Although the issue of this CoCo has no fixed maturity – this class of instrument is perpetual – it is redeemable after five years, specifically on March 29, 2024. The issue was registered with Spain’s National Securities Market Commission (CNMV), consequently Spanish institutional investors were able to participate. The underwriters were BBVA, BNP, Crédit Agricole CIB, Citi, Deutsche Bank, and HSBC.
By type of investor, 88 percent are asset managers; 6 percent, banks and private banks; 4 percent hedfe funds, and 2%, insurers and pension funds. Geographically, 47 percent of the orders came from the USA and the United Kingdom; 20 percent, from France; 9 percent, from Switzerland; 6 percent, from Benelux; 5 percent, from Italy; 4 percent, from Asia, and 3 percent from Spain, among others.
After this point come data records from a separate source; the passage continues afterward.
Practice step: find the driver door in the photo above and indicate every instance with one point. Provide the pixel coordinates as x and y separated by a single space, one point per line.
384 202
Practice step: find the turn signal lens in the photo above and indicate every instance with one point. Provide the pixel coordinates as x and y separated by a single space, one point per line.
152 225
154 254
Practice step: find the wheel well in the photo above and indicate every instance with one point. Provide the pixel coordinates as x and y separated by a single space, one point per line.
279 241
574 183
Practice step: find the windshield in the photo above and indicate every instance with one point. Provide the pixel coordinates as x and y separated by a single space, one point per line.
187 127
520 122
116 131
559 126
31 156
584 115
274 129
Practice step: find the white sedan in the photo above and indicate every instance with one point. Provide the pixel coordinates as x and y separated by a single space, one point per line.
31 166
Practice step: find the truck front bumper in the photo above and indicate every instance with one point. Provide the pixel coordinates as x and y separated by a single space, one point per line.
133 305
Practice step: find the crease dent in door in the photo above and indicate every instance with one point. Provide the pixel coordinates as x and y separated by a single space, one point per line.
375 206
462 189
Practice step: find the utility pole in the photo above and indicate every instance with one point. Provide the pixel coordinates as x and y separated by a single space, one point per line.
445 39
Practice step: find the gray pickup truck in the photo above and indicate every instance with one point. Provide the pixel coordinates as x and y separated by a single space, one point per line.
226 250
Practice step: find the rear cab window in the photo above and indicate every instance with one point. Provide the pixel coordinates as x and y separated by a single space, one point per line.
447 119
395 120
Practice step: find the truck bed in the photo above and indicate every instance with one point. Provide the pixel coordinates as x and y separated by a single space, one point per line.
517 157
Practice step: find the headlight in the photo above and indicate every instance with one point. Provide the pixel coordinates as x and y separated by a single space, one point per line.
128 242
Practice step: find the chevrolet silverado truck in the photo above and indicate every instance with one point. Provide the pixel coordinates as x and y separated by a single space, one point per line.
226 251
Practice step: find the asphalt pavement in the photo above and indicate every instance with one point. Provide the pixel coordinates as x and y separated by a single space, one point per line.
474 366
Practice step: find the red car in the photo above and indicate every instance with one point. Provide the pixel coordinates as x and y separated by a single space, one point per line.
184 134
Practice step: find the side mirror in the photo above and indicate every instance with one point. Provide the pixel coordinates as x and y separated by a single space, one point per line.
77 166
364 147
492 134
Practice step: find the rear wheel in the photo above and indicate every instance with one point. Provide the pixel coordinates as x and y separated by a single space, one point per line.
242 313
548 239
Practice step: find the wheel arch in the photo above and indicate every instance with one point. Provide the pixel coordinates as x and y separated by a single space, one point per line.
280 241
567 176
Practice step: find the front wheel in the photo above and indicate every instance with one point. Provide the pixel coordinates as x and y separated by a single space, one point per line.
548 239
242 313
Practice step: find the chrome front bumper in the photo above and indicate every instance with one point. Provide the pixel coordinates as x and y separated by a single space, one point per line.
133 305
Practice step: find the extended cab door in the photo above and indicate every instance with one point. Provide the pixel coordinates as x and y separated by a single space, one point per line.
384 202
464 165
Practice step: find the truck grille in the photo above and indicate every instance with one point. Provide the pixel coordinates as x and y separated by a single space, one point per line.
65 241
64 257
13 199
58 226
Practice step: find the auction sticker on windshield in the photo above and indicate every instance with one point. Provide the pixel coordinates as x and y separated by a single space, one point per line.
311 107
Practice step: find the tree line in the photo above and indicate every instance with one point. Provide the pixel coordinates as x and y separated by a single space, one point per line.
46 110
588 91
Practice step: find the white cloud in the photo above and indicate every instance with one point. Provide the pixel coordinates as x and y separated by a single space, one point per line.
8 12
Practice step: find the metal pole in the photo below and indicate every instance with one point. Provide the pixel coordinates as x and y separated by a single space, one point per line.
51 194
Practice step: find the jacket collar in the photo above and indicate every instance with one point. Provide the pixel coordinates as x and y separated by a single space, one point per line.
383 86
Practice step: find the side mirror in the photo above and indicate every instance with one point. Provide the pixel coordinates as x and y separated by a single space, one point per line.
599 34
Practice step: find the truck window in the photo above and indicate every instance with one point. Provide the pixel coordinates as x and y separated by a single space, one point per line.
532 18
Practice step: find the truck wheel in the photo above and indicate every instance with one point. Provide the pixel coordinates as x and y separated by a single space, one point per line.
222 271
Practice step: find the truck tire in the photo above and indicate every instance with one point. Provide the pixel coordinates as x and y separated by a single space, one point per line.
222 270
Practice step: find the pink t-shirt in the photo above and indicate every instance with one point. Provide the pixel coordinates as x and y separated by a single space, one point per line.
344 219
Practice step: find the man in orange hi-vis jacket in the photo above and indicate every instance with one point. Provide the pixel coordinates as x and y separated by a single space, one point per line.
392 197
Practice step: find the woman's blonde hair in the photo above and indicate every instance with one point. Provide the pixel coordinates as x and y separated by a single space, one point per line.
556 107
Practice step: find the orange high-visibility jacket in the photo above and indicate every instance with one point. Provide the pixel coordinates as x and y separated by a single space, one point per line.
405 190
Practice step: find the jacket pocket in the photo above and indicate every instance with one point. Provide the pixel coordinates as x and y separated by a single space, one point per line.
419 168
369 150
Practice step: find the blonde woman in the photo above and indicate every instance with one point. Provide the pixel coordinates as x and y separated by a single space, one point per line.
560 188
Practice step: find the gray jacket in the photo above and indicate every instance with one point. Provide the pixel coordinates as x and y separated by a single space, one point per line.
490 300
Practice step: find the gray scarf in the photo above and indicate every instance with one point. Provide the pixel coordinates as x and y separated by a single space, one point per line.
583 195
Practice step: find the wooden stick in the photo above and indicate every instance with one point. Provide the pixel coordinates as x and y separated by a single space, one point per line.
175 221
This is BBVA’s eighth CoCo issue and its sixth in euros. In May 2013 it launched a CoCo for 1.5 billion USD, redeemed last May. In February of 2014 and 2015, it offered the market two euro-denominated issues, both for the same amount (€1.5 billion) The 2014 issue was redeemed last February. In April 2016, it issued €1 billion, with which it fully covered the 1.5 percent AT1 capital buffer requirement, calculated in accordance with regulatory standards. In May 2017, it placed a €500 million CoCo, with the best price reached by a Spanish issuer up to that date (a coupon rate of 5.875 percent); and, in November of the same year, it issued a $1 billion CoCo bond with the longest maturity (10 years) and lowest price for this currency from an issuer in southern Europe. Finally, in September of last year, the bank issued a €1 billion CoCo bond with a 5.875 percent coupon.